Untuk memenuhi permintaan pasar yang terus meningkatkan mereka terus memperbaiki kualitas, layanan dan juga variasi produk-produk turunan seperti tas, sandal, topi dan banyak lagi lainnya sesuai dengan permintaan dari konsumen. Sehingga kini usaha anyaman ini bisa dipastikan berprospek baik dan menjanjikan.

Dukungan Berbagai Pihak Mampu Melewati Setiap Tantangan 

Tiada usaha yang tanpa kendala, namun ketekunan tidak mengkhianati hasil. Dari penuturan mbak Eva meski usaha ini tampaknya kelihatan baik dipermukaan namun ada saja masalah-masalah yang juga jadi tantangan.

Misalnya karena hampir semua tenaga kerjanya adalah perempuan terutama ibu rumah tangga yang juga punya tanggung jawab mengurus keluarga kadang kurang konsisten untuk memenuhi dateline pesanan, selain itu karena masih ada hubungan keluarga, orang tua dan kebiasaan khas kampung yang terkadang kurang profesional dalam mengerjakan permintaan spesifik dari customer.
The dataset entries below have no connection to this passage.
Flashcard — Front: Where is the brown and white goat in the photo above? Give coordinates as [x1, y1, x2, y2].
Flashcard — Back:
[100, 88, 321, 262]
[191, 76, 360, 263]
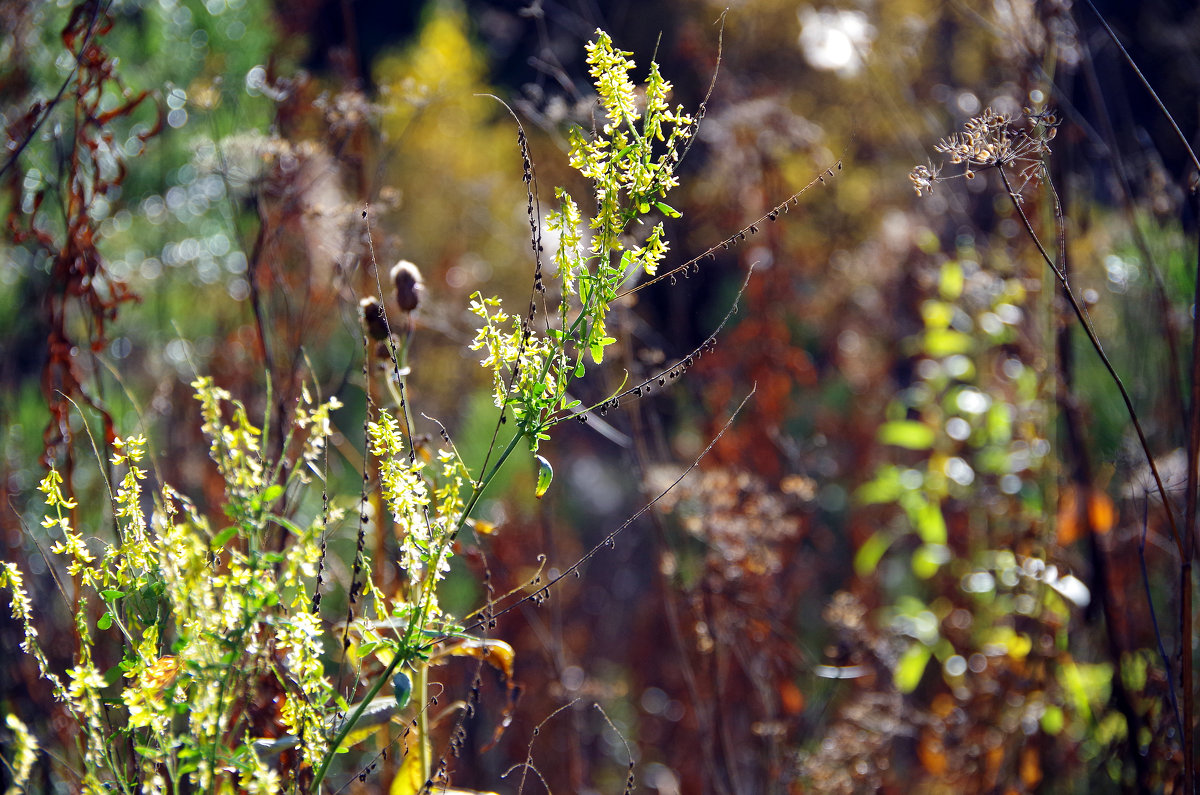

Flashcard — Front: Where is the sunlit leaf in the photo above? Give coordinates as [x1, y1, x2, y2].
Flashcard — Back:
[856, 466, 903, 504]
[878, 420, 935, 450]
[1041, 704, 1064, 735]
[921, 328, 973, 357]
[393, 670, 412, 710]
[914, 501, 947, 545]
[895, 643, 931, 693]
[431, 638, 515, 681]
[911, 543, 949, 578]
[390, 735, 425, 795]
[534, 455, 553, 499]
[211, 526, 238, 548]
[920, 299, 954, 330]
[938, 260, 964, 300]
[854, 531, 893, 576]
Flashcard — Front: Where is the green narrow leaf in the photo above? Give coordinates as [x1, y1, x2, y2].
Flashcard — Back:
[534, 454, 554, 499]
[938, 260, 964, 300]
[878, 420, 936, 450]
[915, 501, 948, 545]
[99, 589, 125, 601]
[922, 328, 973, 357]
[211, 526, 238, 547]
[393, 670, 412, 710]
[854, 531, 893, 577]
[895, 643, 932, 693]
[653, 201, 681, 218]
[912, 543, 950, 578]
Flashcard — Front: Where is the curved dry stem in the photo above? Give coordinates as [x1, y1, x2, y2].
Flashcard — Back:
[998, 167, 1183, 555]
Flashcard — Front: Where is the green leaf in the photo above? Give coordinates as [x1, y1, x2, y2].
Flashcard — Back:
[100, 589, 125, 601]
[856, 466, 903, 504]
[922, 329, 973, 357]
[854, 531, 893, 577]
[912, 543, 950, 578]
[895, 643, 931, 693]
[97, 612, 113, 631]
[534, 454, 554, 499]
[878, 420, 935, 450]
[653, 201, 681, 218]
[914, 501, 948, 545]
[393, 670, 412, 710]
[938, 260, 964, 300]
[574, 360, 586, 378]
[212, 526, 238, 548]
[102, 663, 125, 687]
[589, 336, 617, 365]
[1041, 705, 1064, 735]
[261, 484, 284, 503]
[920, 299, 954, 330]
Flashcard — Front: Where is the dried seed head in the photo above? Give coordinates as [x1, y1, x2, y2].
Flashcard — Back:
[359, 296, 389, 340]
[391, 259, 424, 312]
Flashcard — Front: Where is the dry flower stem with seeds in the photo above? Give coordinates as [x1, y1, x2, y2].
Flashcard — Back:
[909, 107, 1057, 196]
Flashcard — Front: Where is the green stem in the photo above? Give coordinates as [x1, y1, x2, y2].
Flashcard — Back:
[415, 662, 430, 786]
[311, 652, 405, 790]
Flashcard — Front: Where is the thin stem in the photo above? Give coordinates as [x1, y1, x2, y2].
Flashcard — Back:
[1083, 0, 1200, 178]
[312, 652, 405, 789]
[998, 167, 1184, 556]
[1183, 184, 1200, 795]
[415, 662, 430, 787]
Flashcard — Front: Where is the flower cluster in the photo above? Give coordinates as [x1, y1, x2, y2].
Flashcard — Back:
[470, 30, 695, 450]
[910, 107, 1058, 196]
[367, 410, 469, 610]
[2, 378, 348, 792]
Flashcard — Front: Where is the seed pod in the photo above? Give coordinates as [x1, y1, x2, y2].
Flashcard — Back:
[391, 259, 424, 312]
[359, 296, 389, 341]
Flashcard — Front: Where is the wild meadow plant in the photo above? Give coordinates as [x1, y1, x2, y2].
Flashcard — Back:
[0, 28, 777, 794]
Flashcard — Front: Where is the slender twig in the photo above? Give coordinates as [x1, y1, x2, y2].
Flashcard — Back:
[426, 385, 758, 645]
[1082, 0, 1200, 178]
[998, 167, 1183, 554]
[1003, 162, 1193, 790]
[1185, 185, 1200, 794]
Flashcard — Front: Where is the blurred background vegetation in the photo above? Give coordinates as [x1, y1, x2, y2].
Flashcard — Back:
[2, 0, 1199, 791]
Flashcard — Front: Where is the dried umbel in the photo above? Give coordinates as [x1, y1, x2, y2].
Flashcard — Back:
[391, 259, 424, 312]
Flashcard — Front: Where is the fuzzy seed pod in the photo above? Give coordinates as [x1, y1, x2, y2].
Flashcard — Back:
[360, 296, 390, 341]
[391, 259, 424, 312]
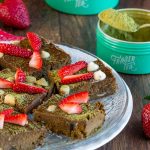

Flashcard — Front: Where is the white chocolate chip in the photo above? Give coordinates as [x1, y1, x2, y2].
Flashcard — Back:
[36, 78, 48, 87]
[94, 70, 106, 81]
[87, 62, 99, 72]
[47, 105, 57, 112]
[4, 94, 15, 106]
[0, 52, 4, 58]
[6, 77, 15, 82]
[60, 85, 70, 95]
[26, 76, 36, 83]
[41, 51, 50, 59]
[0, 90, 5, 95]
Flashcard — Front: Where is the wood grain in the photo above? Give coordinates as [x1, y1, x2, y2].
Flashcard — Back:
[1, 0, 150, 149]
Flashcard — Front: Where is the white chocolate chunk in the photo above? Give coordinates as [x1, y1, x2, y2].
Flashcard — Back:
[4, 94, 15, 106]
[94, 70, 106, 81]
[41, 51, 50, 59]
[87, 62, 99, 72]
[0, 52, 4, 58]
[47, 105, 57, 112]
[36, 78, 48, 87]
[60, 85, 70, 95]
[26, 76, 36, 83]
[0, 90, 5, 95]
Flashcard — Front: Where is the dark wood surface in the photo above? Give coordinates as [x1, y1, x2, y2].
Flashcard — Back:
[1, 0, 150, 149]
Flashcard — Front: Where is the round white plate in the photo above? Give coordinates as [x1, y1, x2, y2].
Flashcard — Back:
[37, 44, 133, 150]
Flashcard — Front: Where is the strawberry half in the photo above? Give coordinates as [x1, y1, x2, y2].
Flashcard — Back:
[27, 32, 42, 52]
[142, 103, 150, 138]
[58, 61, 87, 79]
[0, 0, 30, 29]
[0, 78, 13, 88]
[5, 114, 27, 126]
[0, 108, 14, 116]
[0, 43, 32, 58]
[29, 51, 42, 70]
[61, 92, 89, 104]
[13, 82, 47, 94]
[59, 102, 82, 114]
[61, 72, 94, 84]
[0, 114, 4, 129]
[15, 68, 26, 82]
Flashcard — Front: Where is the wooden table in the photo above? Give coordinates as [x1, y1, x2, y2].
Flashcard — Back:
[1, 0, 150, 149]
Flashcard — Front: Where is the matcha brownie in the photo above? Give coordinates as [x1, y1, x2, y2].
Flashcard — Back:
[48, 59, 116, 99]
[34, 92, 105, 139]
[0, 104, 46, 150]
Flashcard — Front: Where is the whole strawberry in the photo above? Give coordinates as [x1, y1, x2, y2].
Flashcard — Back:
[0, 0, 30, 29]
[142, 103, 150, 138]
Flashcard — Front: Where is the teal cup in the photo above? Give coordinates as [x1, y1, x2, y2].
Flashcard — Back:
[96, 8, 150, 74]
[45, 0, 119, 15]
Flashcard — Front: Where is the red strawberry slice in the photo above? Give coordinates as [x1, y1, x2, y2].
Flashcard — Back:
[61, 72, 94, 84]
[13, 82, 47, 94]
[15, 68, 26, 82]
[0, 0, 30, 29]
[0, 114, 4, 129]
[0, 43, 32, 58]
[0, 78, 13, 88]
[0, 108, 14, 116]
[27, 32, 42, 52]
[58, 61, 87, 79]
[61, 92, 89, 104]
[0, 29, 25, 43]
[59, 102, 82, 114]
[29, 51, 42, 70]
[5, 114, 27, 126]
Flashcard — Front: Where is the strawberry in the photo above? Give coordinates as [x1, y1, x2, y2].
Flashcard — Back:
[142, 103, 150, 138]
[0, 43, 32, 58]
[15, 68, 26, 82]
[27, 32, 42, 52]
[29, 51, 42, 70]
[0, 114, 4, 129]
[59, 102, 82, 114]
[13, 82, 47, 94]
[58, 61, 87, 78]
[61, 92, 89, 104]
[0, 29, 25, 43]
[0, 78, 13, 88]
[61, 72, 94, 84]
[0, 0, 30, 29]
[0, 108, 14, 116]
[5, 114, 27, 126]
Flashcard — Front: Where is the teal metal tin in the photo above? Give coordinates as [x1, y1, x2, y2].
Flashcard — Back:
[96, 8, 150, 74]
[45, 0, 119, 15]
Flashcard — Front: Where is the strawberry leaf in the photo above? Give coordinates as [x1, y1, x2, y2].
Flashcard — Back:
[144, 96, 150, 100]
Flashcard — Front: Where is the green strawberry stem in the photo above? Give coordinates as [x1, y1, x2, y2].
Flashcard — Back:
[144, 96, 150, 100]
[142, 95, 150, 106]
[0, 0, 4, 2]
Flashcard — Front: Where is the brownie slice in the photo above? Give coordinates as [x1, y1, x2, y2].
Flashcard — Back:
[0, 38, 71, 78]
[33, 94, 105, 139]
[48, 60, 117, 100]
[0, 68, 54, 113]
[0, 104, 46, 150]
Hal-hal seperti bisa jadi semacam drama yang menguras pikiran, namun belakangan berkat kesabaran dalam mengedukasi, sedikit demi sedikit bisa diatasi.

kerajinan anyaman pandan laut
Foto : Pribadi

Hal lain yang masih menjadi kendala adalah harapan untuk langsung menjadi pelaku ekspor ke tangan pertama karena selama ini masih sifatnya ke distributor. Usut punya usut rupanya penggunaan internet marketing belum maksimal digunakan bahkan masih kata mbak Evai untuk media sosial sendiri masih menggunakan akun pribadi, belum ditangani secara profesional. Website usaha juga belum ada. Padahal di era industri 4.0 saat ini internet marketing sudah wajib digunakan jika ingin memperluas pasar. Untuk mengatasi gagap teknologi seperti ini pelatihan tentu saja diperlukan.

Syukurlah, melihat upaya dan keuletan mereka banyak pihak yang turun tangan untuk membantu seperti Astra yang menjadikan Desa Pantai Cermin Kanan sebagai Kampung Berseri Astra. Pelatihan dan pembiayaan untuk program yang diajukan melalui proposal manfaatnya sangat dirasakan oleh warga kampung terutama di pilar kewirausahaan dengan adanya bimbingan dan pengawasan. Semoga ke depannya harapan yang telah ditetapkan akan terwujud menjadi wanita-wanita mandiri yang berkontribusi dalam keluarga dan masyarakat luas.

Posting Komentar untuk "Anyaman Pandan Laut Warisan Berharga Untuk Anak Cucu"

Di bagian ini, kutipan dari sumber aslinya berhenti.